Heather R. Breaux Blog 5-16-25007

Looking back on my high school years

When I was a teenager, my parents always told me that the time I spent in high school would be the best years of my life. And although I haven’t lived all of my life yet, I must agree that so far my days as a high school student are the ones to beat.

I graduated from Hahnville High School in the spring of 1999 and the four years that led up to that defining moment still enter my mind today.

I began my high school career as a shy 13-year-old girl who sizzled through the summer months before my first days as a freshman at band camp.

I played the clarinet, but learning to be part of a marching band was a whole new concept to me.

I was always nervous that I wouldn’t be able to play an instrument and remember the foot movements of the march at the same time.

At the end of the summer, all band members were initiated like a sorority or fraternity do to their pledges.

I can only picture myself trying to find my mom’s car in the school’s blacktop parking lot covered from head to toe in thick, gooey honey that had been poured on my head.

But I’ll never forget the look on my mom’s face when she caught that first glimpse of me and realized that her honey-covered daughter had to ride home in HER car.

I was 13 when I first entered the doors of Hahnville – my birthday falls in November, so I was always one of the youngest in my class – and puberty and beginning high school were a bitter combination.

As I write this, I can’t conjure up any memories that would set the stage for the ninth grade year.

I either have a terrible memory or my first year of high school was just THAT bad.

My sophomore year is where I find some of my more interesting high school moments.

Most of my friends began taking their driver’s test and got their driver’s licenses.

It was our first taste of freedom and we loved it – the ability to go to the mall or to see a movie without a parental chauffeur was as good as it got as a 15-year-old teenager.

And like most high school students, I conformed to a certain group of friends and we when we were together, we acted like a larger and more feminine version of the Three Stooges.

Amanda was the quiet one. Tobie was the truly smart one, Katrina was the down to earth one, Megan was silly and Laurie was the “new” one. And for me, well I was the funny one – or at least that is what they told me and I trust their judgement.

 

I have so many fond memories of my girls … the sleepovers and the countless mailboxes we smeared with strawberry preserves. Incriminating? Yes. Fun? Of course.

My junior year is where things began to mellow out.

Most of my friends were scattered throughout the school, taking different courses and we were becoming frustrated.

Knocking on the door of almost 13 years of consecutive education was almost the breaking point.

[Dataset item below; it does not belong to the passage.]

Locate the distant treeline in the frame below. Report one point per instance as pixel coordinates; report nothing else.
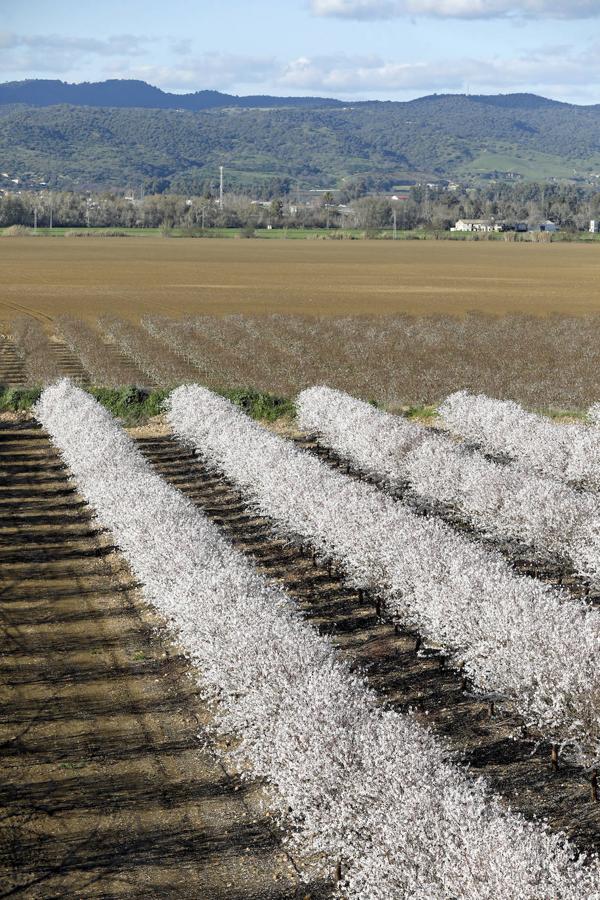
(570, 206)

Fast forward a year. I am wearing my gold class ring with an amethyst stone and I’ve hammed it up for senior pictures and on one of the last days of high school I am filling out a “My Favorite Things” survey.

Hmmm … let’s see … favorite sport? Writing. Favorite cafeteria food? Hahnville has a cafeteria? Favorite subject? English. Favorite teacher? My American history teacher, Brenda Charles.

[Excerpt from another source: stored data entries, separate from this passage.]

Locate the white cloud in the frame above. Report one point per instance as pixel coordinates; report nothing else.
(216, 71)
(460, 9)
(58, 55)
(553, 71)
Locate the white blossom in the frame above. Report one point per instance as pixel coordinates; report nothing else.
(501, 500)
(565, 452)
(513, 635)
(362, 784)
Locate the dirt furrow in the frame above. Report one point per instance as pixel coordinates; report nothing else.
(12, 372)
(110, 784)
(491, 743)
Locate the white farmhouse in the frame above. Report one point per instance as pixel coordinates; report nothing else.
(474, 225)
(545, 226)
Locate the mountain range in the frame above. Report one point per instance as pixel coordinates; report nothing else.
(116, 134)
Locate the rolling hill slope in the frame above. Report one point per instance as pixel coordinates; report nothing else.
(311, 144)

Mrs. Charles made us laugh, could roll her eyes at us better than we could at her and called everyone by their last name at all times – a practice that I profusely protested.

Being called Breaux all the time made me feel like one of the guys.

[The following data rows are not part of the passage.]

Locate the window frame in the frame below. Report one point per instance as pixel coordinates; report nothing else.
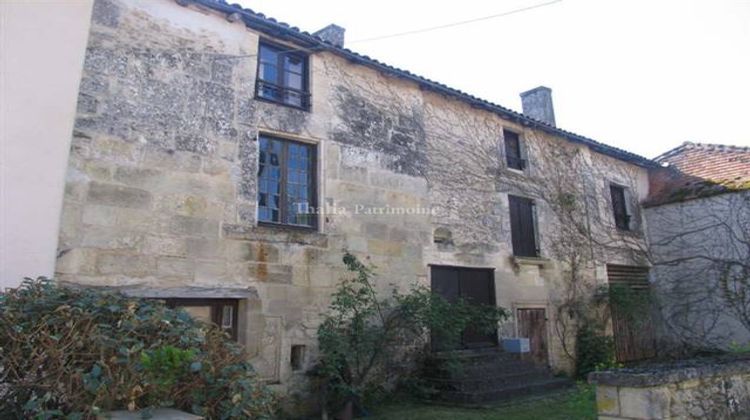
(283, 182)
(217, 306)
(521, 163)
(627, 218)
(534, 234)
(305, 95)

I finally convinced her to use my first name.

And she did, but always exaggerated the “er” at the end.

Those last days as a senior at Hahnville flew by and before I knew it … I was flipping my tassel and throwing my cap in the air and all of my family was there it see it.

Graduation was my first true moment of self-assurance. I felt that if I could make it to high school graduation, then I could do anything.

And at the very moment when my name was called and I crossed the stage, I knew that I wanted to impact the world.

To the class of 1999, see you at our ten-year high school reunion and to the class of 2007, good luck and aim high, for the world is at your fingertips.